Let's recap--Apple wants to take a picture of you without you knowing about it and without it making a sound on the phone wherever the phone may be. Apple wants to record your voice when you are not even talking on the phone. Pardon me while I say, HOLY #@!^@

Let's give Apple the benefit of the doubt that this technology will not be used to to spy on us and collect incredibly valuable marketing information. Let's believe that Apple plans to only use this technology for its stated purpose, to ensure that their products are being used properly. Even that would be insulting and a horrible invasion of privacy. When I buy a product, it is mine to do with as I please. If I want to mess with the insides of my TV, Sony doesn't deactivate the TV. If I want to tinker with my car, GM doesn't take the car away from me.

Apple's business objective in hatching this Orwellian innovation is to prevent people from "jailbreaking" iPhones. Jailbreaking is a process of unlocking the operating system of an iPhone, allowing users to download apps that have not been approved by Apple (and are not paying exorbitant fees to Apple). It is estimated that perhaps 10% of all iPhones have been jailbroken. So, Apple wants to spy on those 5 million people and, perhaps, disable their phones permanently.

And that is about the nicest possible use for this technology. Apple's patent has some truly terrifying implications.
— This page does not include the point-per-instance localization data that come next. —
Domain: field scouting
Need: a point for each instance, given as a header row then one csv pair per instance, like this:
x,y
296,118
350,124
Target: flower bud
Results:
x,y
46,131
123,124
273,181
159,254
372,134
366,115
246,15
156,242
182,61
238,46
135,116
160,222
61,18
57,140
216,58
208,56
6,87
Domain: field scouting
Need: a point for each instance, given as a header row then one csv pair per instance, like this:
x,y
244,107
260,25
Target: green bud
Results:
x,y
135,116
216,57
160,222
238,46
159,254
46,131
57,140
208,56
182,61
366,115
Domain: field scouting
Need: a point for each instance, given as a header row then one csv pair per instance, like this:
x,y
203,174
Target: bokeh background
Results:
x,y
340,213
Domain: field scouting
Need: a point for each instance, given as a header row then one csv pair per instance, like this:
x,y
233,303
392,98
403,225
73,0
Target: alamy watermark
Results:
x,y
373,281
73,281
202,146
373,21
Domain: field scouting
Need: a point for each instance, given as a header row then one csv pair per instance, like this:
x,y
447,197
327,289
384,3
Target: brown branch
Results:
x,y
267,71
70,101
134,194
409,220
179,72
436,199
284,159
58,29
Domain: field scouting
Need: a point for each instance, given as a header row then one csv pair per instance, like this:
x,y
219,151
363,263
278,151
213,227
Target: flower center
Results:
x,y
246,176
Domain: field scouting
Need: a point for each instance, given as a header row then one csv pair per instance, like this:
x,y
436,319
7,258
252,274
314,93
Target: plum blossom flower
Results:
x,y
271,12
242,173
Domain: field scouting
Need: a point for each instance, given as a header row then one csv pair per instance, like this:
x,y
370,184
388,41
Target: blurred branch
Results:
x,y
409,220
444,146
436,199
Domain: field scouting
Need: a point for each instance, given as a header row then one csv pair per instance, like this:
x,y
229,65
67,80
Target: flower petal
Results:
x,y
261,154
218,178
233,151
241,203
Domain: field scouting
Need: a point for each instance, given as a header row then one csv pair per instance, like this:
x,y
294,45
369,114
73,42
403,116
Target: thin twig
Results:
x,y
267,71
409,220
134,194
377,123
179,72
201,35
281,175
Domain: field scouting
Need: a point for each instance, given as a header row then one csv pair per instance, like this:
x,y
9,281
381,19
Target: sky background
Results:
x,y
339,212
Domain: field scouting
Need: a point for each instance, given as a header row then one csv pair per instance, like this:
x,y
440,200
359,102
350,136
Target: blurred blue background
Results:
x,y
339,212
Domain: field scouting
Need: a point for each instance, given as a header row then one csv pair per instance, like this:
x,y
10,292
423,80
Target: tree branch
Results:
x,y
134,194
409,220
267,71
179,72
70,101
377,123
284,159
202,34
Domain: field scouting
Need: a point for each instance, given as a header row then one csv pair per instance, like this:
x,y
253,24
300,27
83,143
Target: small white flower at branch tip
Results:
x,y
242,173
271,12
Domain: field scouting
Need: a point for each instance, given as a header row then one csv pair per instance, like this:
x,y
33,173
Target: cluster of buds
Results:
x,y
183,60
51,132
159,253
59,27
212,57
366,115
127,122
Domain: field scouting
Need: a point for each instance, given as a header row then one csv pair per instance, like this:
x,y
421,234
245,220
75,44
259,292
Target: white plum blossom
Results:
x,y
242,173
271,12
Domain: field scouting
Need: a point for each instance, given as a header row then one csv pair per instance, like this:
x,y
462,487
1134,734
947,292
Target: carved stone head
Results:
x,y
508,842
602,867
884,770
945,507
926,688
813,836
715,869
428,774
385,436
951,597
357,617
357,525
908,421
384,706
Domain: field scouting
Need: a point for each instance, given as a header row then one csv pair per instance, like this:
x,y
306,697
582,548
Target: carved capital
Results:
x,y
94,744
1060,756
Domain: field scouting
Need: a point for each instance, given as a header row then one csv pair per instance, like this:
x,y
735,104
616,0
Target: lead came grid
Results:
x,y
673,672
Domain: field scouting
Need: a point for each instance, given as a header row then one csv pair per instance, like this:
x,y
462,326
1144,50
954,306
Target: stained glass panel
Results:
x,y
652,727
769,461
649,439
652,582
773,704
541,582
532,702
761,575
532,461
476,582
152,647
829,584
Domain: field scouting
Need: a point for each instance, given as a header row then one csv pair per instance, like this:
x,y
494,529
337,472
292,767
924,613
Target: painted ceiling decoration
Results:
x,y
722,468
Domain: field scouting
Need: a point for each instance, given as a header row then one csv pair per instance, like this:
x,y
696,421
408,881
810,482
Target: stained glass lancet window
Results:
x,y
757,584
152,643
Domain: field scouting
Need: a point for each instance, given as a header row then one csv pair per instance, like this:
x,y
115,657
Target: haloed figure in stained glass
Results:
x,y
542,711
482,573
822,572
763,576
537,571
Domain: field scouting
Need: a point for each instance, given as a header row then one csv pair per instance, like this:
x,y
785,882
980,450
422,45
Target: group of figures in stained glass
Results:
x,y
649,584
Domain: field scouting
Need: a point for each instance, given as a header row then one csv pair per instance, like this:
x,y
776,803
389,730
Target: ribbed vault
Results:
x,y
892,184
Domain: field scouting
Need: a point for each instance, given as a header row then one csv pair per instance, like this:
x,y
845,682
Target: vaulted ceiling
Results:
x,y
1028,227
What if someone at Apple decided to use this technology for other purposes?

Take the case of David Barksdale, a 27-year-old engineer who was working for one of Google's elite technical groups when he decided to use his position to start spying on 4 teenagers. He listened in on their phone conversations over Google Voice. He accessed transcripts of their private chats. He looked up their contact lists and read their emails sent through Gmail. In one case he threatened a 15-year-old boy to coerce him into divulging the name of the boy's girlfriend.

Google says it has fired Barksdale and will look into enhancing its security controls regarding employees of the company. However, it says it is necessary for some employees to have access to your most private data for Google's systems to operate properly.

This episode reflects more than the misdeeds of a single rogue employee dabbling in cyber-stalking. Even if corporations do not have nefarious motives when they create invasive technology to spy on us, their employees can use that technology to gain access to our most intimate secrets. And once an innovative technology gets patented, it is simply a matter of time before the technology gets licensed to others and competitors begin development efforts of their own.

And that is why Apple's plan to monitor our heartbeats, track our voices, and take pictures of us is so disturbing. These data points being collected covertly aren't just credit cards or pin numbers - but pieces of me. Is there anything more sacred than that?

Jeffrey Evans is the CEO of TigerText, a text messaging service that offers and promotes increased privacy standards in communication.